# Medical MJ patients



## Cherry (Sep 23, 2009)

For the sake of this question, let's say we are moving to a legal state/country. I did a Google search, but didn't come up with lamen terms for the prescribed doses for MJ patients.. let's say someone has ADHD, what kind of dosing would a doctor prescribe.. one j in morning, one at night.... How does that work? I know its probably different for different ailments, but if its going to calm an ADHD person, I imagine it begins with once a day doses, at least. 

I'd like to hear other medical use doses too, if anyone cares to share.


----------



## costa200 (Jun 27, 2012)

Why not actually go to a real doctor and find out?


----------



## Cherry (Sep 23, 2009)

good idea. I was just curious how it actually works to alleviate some ailments... Wanted some personal experience stories more than anything.
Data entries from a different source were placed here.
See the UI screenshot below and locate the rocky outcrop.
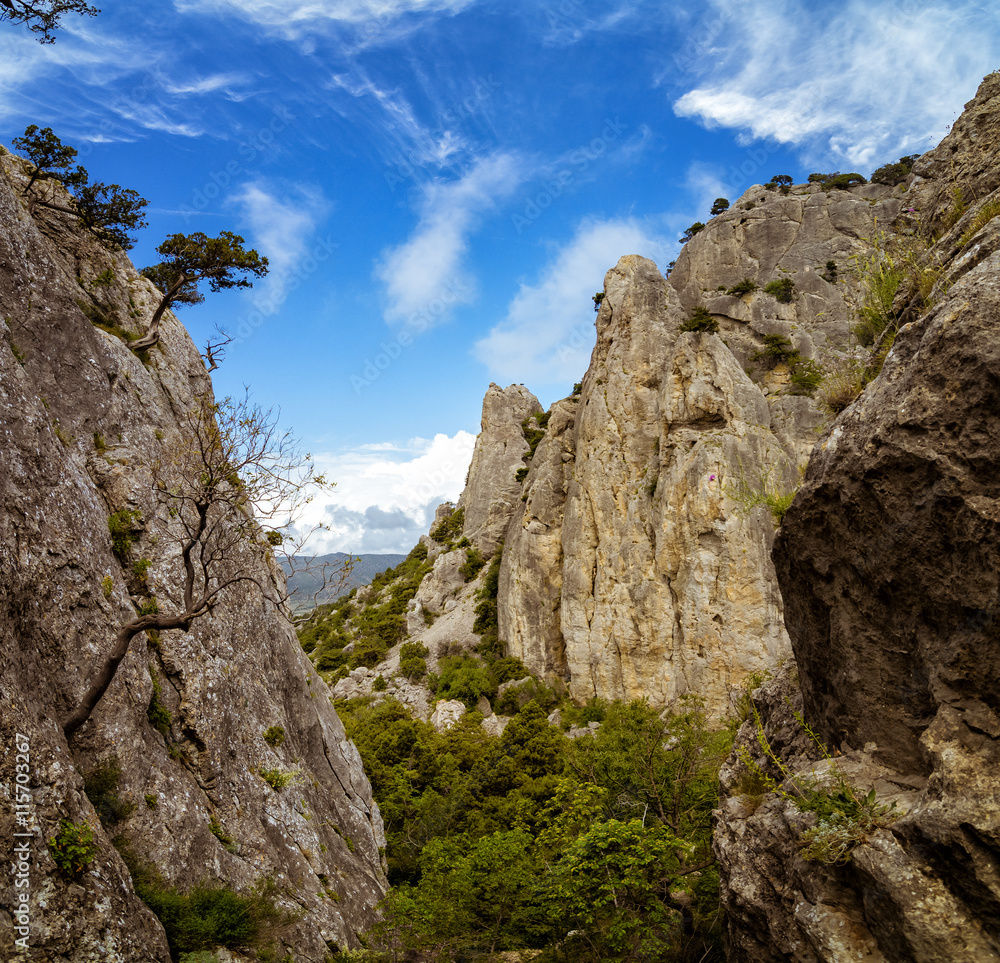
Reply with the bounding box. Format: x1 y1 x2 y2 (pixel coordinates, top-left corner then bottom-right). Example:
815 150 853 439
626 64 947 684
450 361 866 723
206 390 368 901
458 384 542 557
716 76 1000 963
0 156 385 963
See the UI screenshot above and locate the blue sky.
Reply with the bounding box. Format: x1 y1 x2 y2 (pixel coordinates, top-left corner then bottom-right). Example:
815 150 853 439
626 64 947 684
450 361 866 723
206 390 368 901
0 0 1000 552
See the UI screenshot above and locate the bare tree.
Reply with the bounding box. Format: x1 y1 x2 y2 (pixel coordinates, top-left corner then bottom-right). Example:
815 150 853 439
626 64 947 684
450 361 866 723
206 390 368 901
0 0 101 43
63 396 340 737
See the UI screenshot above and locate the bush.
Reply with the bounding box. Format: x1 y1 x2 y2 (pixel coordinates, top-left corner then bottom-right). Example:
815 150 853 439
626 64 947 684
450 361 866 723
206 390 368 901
83 756 135 826
431 653 497 709
681 308 719 334
146 669 173 739
260 769 298 792
679 221 705 244
764 278 795 304
726 278 757 296
458 548 486 582
108 508 142 565
872 154 920 187
49 819 97 876
428 508 465 558
399 642 430 682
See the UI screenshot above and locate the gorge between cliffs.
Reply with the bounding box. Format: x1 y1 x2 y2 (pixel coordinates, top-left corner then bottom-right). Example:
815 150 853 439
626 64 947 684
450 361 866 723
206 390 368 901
0 74 1000 963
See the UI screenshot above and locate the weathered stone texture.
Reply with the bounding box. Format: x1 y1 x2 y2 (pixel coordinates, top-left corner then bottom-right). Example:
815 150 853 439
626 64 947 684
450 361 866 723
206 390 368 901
0 157 385 963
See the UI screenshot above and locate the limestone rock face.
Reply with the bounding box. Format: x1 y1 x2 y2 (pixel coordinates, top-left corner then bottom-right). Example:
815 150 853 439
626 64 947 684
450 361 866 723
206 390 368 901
497 397 579 680
0 156 385 963
715 76 1000 963
560 256 794 713
459 384 542 557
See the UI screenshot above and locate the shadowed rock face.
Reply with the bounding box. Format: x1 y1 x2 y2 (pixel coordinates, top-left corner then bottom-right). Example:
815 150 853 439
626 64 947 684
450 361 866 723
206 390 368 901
0 157 385 963
715 75 1000 963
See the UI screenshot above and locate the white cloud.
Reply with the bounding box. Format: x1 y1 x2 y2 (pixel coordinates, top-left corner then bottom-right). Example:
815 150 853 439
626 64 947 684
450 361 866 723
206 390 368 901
474 219 671 383
174 0 475 36
296 431 476 555
233 181 326 300
674 0 1000 168
375 154 521 330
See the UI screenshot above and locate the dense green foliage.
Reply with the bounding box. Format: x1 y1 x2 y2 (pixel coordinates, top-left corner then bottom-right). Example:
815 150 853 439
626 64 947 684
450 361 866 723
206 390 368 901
299 548 434 672
872 154 920 187
49 819 97 876
338 696 730 963
11 124 147 251
681 308 719 334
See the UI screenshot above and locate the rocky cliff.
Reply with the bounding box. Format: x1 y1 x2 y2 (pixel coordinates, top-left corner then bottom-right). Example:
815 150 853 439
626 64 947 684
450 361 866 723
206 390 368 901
494 173 900 715
716 74 1000 963
0 156 385 963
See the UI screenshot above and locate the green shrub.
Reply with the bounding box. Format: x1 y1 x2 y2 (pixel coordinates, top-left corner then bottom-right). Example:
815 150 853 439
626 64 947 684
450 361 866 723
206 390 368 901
750 334 799 368
146 668 173 741
108 508 142 564
764 278 795 304
521 411 552 460
680 221 705 244
423 508 465 558
399 642 430 682
260 769 298 792
872 154 920 187
458 548 486 582
129 853 289 956
681 308 719 334
726 278 757 296
49 819 97 876
83 756 135 826
789 358 826 397
430 653 497 709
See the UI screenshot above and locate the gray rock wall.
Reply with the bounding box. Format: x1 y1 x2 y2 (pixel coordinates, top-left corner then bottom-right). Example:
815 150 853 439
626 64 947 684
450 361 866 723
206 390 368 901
0 157 385 963
715 76 1000 963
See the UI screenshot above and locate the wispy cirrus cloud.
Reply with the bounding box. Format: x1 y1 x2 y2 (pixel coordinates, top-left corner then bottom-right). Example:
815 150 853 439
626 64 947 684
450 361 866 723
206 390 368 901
473 218 675 383
232 180 329 300
174 0 475 36
674 0 1000 168
375 153 523 327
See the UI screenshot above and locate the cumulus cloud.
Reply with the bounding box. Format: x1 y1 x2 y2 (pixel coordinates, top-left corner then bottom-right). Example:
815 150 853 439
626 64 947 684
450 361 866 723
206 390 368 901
294 431 476 555
375 154 521 330
474 218 670 383
674 0 1000 168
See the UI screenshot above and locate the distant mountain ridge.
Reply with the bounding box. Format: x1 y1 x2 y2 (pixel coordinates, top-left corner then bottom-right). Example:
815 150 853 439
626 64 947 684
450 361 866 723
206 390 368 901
282 552 406 611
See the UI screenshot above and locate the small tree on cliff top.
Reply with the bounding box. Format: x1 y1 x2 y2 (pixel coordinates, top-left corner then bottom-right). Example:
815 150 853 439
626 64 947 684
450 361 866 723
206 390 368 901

When I research it online, there are a lot of testimonials of the benefits, but no one mentions how much they might do... For instance, does an ADHD person step outside to have a puff or two or whatever if they feel an angry bout coming on or that kind of thing. 

As a side... I trust personal experience over doctors orders anyway . Just a personal thing of mine..


----------



## that_girl (Jul 6, 2011)

Both my grandpa and my dad ingested pot while they were sick with cancer. They both said it relieved pain and nausea after chemo/radiation. Way better for them than MORE drugs after chemo/radiation for nausea.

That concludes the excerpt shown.